- Location: Powhatan County, Virginia
- Nearest city: Powhatan
- Coordinates: 37°32′22″N 77°59′44″W﻿ / ﻿37.53944°N 77.99556°W
- Area: 4,462 acres (18.06 km^{2})
- Governing body: Virginia Department of Game and Inland Fisheries

= Powhatan Wildlife Management Area =

Protected area of Virginia, United States

Powhatan Wildlife Management Area is a 4462 acre Wildlife Management Area (WMA) in Powhatan County, Virginia. Consisting primarily of former farmland, much of the area is currently covered by open fields; these combine with mature and new forest growth to provide habitat for a diverse array of wildlife. The property is divided by Route 60 and contains one interior parcel of privately owned land. The elevation of the property is between 200 and 350 ft above sea level.

The area is drained by several small streams that make their way to Sallee Creek, a tributary to the James River. Located on the property are the two Powhatan Lakes, which are 32 and 26 acre in size; an additional four farm ponds, numerous beaver ponds, marshes along Sallee Creek, and a small impoundment for waterfowl combine to provide water for the area.
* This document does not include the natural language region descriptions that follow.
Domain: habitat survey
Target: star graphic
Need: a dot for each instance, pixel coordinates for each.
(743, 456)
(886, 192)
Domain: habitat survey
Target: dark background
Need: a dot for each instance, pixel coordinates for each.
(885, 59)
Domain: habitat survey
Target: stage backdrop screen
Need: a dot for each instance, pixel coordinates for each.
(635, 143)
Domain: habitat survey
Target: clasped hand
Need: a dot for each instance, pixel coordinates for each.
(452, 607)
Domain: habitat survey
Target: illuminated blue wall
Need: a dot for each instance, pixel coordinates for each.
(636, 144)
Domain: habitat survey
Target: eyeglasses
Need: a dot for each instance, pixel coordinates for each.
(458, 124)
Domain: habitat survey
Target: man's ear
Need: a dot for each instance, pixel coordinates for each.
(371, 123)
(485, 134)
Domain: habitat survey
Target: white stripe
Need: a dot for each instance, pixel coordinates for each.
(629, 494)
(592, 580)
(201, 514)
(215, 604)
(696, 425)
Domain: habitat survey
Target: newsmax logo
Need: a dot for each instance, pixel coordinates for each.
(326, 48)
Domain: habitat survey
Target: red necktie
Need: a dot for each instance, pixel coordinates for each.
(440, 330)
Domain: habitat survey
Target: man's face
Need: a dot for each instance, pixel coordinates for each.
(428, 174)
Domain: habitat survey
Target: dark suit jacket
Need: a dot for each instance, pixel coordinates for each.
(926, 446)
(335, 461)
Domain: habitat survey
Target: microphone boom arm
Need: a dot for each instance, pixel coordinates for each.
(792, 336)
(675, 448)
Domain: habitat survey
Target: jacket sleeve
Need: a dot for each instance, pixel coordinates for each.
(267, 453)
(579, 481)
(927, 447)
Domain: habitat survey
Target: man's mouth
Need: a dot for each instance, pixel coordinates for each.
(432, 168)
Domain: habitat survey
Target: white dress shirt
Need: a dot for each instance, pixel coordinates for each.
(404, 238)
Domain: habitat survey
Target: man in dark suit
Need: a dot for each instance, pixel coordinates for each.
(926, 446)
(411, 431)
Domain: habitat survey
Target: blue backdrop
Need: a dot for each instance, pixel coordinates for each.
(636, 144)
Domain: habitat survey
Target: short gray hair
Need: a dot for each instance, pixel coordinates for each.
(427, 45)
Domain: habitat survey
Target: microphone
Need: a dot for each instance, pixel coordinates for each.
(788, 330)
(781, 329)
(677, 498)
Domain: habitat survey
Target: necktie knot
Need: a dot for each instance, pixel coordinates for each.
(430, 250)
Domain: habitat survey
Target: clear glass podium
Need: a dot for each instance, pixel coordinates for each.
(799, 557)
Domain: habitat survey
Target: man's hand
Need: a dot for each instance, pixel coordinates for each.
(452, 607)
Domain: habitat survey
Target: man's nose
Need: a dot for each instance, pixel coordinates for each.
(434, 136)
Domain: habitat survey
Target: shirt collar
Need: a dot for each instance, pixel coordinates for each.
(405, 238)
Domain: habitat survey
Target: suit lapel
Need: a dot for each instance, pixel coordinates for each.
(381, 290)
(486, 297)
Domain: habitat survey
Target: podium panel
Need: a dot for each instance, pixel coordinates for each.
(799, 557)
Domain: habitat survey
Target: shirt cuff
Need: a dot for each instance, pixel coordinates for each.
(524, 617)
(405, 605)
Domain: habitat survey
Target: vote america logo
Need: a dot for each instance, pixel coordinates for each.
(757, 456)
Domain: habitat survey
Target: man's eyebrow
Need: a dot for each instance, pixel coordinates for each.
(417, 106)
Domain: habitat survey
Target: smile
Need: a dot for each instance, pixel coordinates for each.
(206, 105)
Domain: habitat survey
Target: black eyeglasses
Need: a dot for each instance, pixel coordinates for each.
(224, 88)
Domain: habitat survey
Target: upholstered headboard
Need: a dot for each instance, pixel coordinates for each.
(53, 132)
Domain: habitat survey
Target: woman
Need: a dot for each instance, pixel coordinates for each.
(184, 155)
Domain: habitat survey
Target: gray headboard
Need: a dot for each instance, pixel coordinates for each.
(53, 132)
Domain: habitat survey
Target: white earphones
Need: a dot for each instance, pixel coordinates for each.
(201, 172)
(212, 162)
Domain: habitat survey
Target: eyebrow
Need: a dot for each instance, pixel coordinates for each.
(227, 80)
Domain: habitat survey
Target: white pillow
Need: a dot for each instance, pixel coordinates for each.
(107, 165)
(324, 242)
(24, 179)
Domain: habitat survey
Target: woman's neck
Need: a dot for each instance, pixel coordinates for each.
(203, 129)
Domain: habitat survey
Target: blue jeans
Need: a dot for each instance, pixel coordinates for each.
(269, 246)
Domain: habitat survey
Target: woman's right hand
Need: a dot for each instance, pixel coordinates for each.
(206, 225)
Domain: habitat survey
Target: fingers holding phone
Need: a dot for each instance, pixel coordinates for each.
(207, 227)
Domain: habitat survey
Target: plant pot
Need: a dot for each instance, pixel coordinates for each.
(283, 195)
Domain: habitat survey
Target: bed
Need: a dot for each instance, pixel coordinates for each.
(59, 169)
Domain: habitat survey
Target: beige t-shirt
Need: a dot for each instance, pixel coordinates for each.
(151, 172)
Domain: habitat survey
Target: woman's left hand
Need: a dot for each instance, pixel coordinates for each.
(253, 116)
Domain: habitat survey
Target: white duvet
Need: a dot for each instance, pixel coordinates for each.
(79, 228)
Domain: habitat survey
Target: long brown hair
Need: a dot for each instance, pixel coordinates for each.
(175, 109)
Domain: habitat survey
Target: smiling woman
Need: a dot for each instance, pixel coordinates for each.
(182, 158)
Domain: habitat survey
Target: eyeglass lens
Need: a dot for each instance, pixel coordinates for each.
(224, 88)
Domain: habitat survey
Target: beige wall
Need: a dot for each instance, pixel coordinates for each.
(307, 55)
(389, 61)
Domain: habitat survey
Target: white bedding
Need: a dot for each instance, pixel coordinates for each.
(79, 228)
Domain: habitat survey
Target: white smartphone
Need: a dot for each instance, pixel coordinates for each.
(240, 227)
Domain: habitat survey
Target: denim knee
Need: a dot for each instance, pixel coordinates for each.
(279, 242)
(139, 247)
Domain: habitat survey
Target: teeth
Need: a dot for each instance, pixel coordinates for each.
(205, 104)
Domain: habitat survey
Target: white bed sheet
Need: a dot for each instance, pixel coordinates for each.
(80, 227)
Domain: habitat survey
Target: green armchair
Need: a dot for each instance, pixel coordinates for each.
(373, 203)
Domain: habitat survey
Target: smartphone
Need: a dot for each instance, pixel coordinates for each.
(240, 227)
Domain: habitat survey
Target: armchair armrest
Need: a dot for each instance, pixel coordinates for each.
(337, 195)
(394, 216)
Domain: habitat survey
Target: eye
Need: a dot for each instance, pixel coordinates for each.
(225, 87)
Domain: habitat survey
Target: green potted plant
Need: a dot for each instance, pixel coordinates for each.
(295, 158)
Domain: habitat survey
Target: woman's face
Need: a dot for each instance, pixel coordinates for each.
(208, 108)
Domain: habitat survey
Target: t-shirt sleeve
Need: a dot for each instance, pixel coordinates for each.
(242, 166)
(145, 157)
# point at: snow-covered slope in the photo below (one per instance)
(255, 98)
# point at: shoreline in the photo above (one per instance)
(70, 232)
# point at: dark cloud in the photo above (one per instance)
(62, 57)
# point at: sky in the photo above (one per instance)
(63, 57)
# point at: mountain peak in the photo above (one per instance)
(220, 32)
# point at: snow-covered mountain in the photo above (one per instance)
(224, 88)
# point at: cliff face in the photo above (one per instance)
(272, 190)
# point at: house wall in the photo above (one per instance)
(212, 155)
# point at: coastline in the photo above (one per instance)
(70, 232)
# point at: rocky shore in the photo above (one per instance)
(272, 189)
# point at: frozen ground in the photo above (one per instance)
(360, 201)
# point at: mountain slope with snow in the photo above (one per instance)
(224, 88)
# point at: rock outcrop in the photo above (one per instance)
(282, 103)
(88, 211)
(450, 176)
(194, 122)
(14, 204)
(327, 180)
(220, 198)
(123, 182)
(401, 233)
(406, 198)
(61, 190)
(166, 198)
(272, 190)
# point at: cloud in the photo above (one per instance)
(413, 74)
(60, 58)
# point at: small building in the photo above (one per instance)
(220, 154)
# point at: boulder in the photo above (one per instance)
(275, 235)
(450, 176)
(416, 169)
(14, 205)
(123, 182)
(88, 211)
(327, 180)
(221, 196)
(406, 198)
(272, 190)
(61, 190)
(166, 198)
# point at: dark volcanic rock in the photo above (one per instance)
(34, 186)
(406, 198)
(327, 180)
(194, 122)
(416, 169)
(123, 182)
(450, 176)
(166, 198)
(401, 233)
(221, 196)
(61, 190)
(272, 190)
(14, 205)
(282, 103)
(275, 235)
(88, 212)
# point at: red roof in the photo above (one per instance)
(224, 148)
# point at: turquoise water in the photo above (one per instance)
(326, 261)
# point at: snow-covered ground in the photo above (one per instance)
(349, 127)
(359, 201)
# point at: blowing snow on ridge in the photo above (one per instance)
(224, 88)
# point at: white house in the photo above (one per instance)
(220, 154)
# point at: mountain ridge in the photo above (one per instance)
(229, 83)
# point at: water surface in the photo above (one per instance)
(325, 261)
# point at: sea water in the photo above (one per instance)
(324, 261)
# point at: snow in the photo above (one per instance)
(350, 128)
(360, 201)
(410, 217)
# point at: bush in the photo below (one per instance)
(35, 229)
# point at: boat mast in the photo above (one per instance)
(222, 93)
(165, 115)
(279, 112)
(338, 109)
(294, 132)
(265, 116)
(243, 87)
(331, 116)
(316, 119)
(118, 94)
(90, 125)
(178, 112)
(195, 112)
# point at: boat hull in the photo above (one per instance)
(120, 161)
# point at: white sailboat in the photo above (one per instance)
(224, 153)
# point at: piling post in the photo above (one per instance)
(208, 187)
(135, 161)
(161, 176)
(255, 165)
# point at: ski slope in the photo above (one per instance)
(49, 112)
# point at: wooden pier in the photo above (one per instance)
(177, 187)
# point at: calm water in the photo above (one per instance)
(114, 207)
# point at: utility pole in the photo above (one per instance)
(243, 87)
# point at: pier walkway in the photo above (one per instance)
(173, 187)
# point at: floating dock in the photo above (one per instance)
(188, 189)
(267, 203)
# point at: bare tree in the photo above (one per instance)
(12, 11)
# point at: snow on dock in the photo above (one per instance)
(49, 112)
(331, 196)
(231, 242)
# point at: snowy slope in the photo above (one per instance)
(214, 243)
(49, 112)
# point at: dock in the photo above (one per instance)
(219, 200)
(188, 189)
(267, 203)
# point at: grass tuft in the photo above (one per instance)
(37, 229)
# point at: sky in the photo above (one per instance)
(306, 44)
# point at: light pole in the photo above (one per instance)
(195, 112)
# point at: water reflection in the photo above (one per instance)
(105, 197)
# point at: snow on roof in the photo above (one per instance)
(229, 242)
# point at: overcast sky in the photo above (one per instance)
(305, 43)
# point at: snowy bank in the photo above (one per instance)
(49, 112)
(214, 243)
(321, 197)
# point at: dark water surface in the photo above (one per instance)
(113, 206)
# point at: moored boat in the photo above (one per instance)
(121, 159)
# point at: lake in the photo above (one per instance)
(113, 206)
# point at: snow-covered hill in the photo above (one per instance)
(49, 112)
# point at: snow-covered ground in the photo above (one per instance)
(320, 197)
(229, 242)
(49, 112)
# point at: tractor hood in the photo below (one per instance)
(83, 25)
Powhatan WMA is owned and maintained by the Virginia Department of Game and Inland Fisheries. The area is open to the public for hunting, trapping, fishing, hiking, boating, horseback riding, and primitive camping. Access for persons 17 years of age or older requires a valid hunting or fishing permit, a current Virginia boat registration, or a WMA access permit.